母親ってなんだっけ?
児童遺棄や特別養子縁組など社会問題をきちっと盛り込んだ作品と聞きかなり身構えて鑑賞。しかし深く刺さりながらもどんよりせず、観終わった後はなんだか清々しい気分にもなる不思議な作品でした
茜と五月、それぞれが豊和に向ける視線や愛情、相対する様子ってなんだか恋愛映画を観ているようなんですよね。豊和は大人に依存するようには感じられず、すごく自立した人物として描かれているように感じました。だから彼の2人の「母」への言動から目が離せないし、母たちもそれに突き動かされているように感じる(実際、あかねは「恋煩い」なんて表現も使っている)。
また豊和が自立してることで、行政側が口にする「豊和くんの幸せを一番に」というセリフの意味が強調されるんです。
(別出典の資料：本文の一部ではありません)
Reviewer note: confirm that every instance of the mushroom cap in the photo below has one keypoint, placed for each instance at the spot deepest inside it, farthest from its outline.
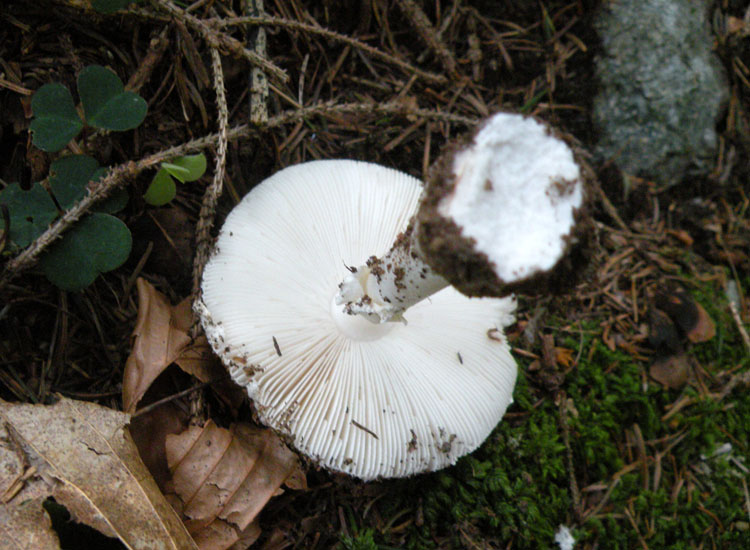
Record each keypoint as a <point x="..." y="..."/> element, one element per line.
<point x="387" y="400"/>
<point x="507" y="204"/>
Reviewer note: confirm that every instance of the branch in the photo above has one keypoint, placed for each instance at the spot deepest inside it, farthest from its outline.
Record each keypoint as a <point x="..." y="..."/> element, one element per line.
<point x="221" y="41"/>
<point x="119" y="175"/>
<point x="330" y="35"/>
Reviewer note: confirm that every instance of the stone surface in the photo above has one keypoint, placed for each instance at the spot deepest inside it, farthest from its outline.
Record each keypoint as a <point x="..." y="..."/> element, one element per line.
<point x="662" y="88"/>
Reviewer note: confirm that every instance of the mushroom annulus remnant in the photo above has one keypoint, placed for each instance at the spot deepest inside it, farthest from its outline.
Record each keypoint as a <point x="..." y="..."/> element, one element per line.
<point x="340" y="350"/>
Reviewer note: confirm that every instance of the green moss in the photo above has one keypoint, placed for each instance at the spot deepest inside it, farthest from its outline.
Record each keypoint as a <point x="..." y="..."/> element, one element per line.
<point x="516" y="488"/>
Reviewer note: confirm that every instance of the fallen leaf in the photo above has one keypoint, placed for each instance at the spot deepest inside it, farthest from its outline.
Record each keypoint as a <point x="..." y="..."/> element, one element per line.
<point x="81" y="455"/>
<point x="161" y="337"/>
<point x="149" y="432"/>
<point x="224" y="478"/>
<point x="687" y="314"/>
<point x="158" y="338"/>
<point x="662" y="333"/>
<point x="672" y="371"/>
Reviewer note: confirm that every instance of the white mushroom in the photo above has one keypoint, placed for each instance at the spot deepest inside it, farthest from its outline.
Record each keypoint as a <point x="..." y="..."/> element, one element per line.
<point x="353" y="392"/>
<point x="498" y="212"/>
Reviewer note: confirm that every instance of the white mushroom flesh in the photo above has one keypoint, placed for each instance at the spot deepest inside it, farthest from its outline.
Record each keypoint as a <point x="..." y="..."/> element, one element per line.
<point x="517" y="189"/>
<point x="371" y="400"/>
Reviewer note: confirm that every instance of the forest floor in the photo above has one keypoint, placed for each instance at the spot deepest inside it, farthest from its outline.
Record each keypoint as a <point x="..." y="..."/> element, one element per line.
<point x="628" y="426"/>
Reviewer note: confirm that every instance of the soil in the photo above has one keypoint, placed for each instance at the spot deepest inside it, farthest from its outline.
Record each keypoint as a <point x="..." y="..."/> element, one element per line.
<point x="362" y="80"/>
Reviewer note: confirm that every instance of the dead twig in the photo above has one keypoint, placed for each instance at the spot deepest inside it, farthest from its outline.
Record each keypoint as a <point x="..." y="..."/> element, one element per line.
<point x="258" y="80"/>
<point x="119" y="175"/>
<point x="575" y="493"/>
<point x="156" y="49"/>
<point x="429" y="35"/>
<point x="213" y="191"/>
<point x="333" y="36"/>
<point x="221" y="41"/>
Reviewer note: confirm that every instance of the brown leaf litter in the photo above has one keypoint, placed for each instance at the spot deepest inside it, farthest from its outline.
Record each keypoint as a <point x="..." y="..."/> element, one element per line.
<point x="222" y="479"/>
<point x="161" y="337"/>
<point x="81" y="455"/>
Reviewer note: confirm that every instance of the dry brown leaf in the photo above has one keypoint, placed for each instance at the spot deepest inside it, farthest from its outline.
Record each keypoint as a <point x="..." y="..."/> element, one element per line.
<point x="82" y="455"/>
<point x="224" y="478"/>
<point x="27" y="526"/>
<point x="672" y="371"/>
<point x="161" y="337"/>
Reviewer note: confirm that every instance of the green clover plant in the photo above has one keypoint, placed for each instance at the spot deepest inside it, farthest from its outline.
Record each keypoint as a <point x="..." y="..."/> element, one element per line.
<point x="106" y="105"/>
<point x="99" y="242"/>
<point x="184" y="169"/>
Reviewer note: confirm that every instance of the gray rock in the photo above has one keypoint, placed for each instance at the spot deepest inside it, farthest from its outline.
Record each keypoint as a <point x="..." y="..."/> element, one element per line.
<point x="661" y="88"/>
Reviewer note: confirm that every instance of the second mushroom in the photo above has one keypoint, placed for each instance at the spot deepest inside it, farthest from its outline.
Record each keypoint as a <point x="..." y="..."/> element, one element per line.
<point x="375" y="365"/>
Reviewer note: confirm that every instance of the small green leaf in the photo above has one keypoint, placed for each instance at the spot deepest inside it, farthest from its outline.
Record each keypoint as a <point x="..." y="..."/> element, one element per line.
<point x="162" y="189"/>
<point x="177" y="172"/>
<point x="109" y="6"/>
<point x="56" y="120"/>
<point x="70" y="177"/>
<point x="186" y="168"/>
<point x="30" y="212"/>
<point x="106" y="104"/>
<point x="96" y="244"/>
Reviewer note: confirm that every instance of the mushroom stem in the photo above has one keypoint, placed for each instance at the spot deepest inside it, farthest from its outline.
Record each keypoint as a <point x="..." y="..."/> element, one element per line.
<point x="383" y="288"/>
<point x="498" y="212"/>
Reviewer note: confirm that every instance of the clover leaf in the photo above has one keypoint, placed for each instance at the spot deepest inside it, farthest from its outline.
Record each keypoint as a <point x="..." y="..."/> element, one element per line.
<point x="163" y="188"/>
<point x="106" y="104"/>
<point x="96" y="244"/>
<point x="30" y="212"/>
<point x="186" y="168"/>
<point x="69" y="178"/>
<point x="56" y="120"/>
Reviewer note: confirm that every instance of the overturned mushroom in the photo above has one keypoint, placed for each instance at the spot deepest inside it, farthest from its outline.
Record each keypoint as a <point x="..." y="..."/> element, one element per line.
<point x="297" y="307"/>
あれ、今の彼女たちの行動って誰のためにやってるんだっけ?という。
貫地谷しほりと山田真歩という2人の役者の演技は抜群に素晴らしく、所謂「ふつうの母親」ではないからこそ、豊和くんとの一瞬を大切にしようという思いが溢れるように伝わりました。ちなみに、私的貫地谷しほりさんの一番良かったシーンは海沿いにいるときに豊和に呼ばれて振り返るところ。山田真歩さんの一番良かったシーンは、遠足前の豊和を見つめるシーン。
これらの中心人物に混じって、演技未経験の島人たちが活きいきとやり取りする様子も良かった。島の空気ごとスクリーンに映すほどのリアリティを感じました。
加えて、遠景の美しさは言わずもがな。ロケ地の魅力もさることながら、撮影もすごい。人を映す時と同じような優しさを海にも向けているような
親になる資格ってなんなんでしょうか。今年「存在のない子供たち」を観てからずーっとそんなことを考えていたので、本作を観たときすごく観たいものをみたかったような気分になりました。